Anastasija Maksimova -Interactive Instrument “Lampophone”.
The Prometheus Center Concept: Anastasia Maksimova. Design: Olga Begovatova. Kazan, Russia. 2010. This is a curious percussion musical instrument, in which a light source – a bulb – is used as a sound source. The unusual shape of light bulbs produces an interesting sounding upon tapping. For amplitude of the musical range, some bulbs are colored in different fashion to achieve the tonal increase or decrease. Without exertion, but with a positive charge, everyone can try oneself as a lampophone player.
Katherine Liberovskaya and Keiko Uenishi – LandFilles/Dis (p) lay Waste.
Authors: Katherine Liberovskaya and o.blaat/Keiko Uenishi. Montreal, Canada, and New York, USA. 2009. The installation-performance (install-action) proposes a reflection on daily waste through creative processes. Hundreds of transparent plastic bottles of all shapes and sizes are collected from the local area and used for the construction of a sculpture/environment of suspended freeform bottle cluster 'structures' that will become instruments for the audiovisual 'performance' during which the artists interact with the structures through audio feedback (Larsen effect) deriving sounds from the hollows and shapes. This constantly changing relationship is captured, processed and projected via diverse cameras and video feedback effects.
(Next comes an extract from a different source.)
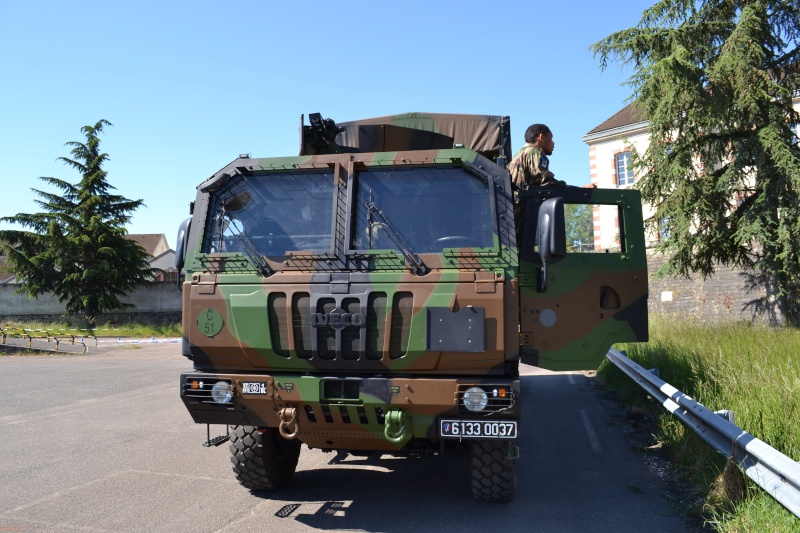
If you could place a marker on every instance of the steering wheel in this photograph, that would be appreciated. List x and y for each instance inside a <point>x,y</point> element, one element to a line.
<point>452,241</point>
Anastasija Maksimova – Sound Installation “Hope You Enjoyed Your Steam”.
The Prometheus Center Concept: Anastasia Maksimova. Technical Implementation: Sergey Alekseev. Kazan, Russia. 2010. Thanks to an engineering fix to this object, common to every kitchen, one could hear a world that is invisible, but indisputably existing in our vicinity. This nano-version of a Russian bathhouse will allow everybody virtually to participate in the Russian favorite pastime and, by doing so, to acquire tons of positive emotions.
Phill Niblock and Katherine Liberovskaya - From Field to Process.
Curators: Phill Niblock and Katherine Liberovskaya. Artists: Al Margolis, Phill Niblock and Jim Bell. USA and Canada. This project demonstrates three approaches to sound collage based on different ways of fusing field recordings with electronic and digital processing by three North American composers/sound artists.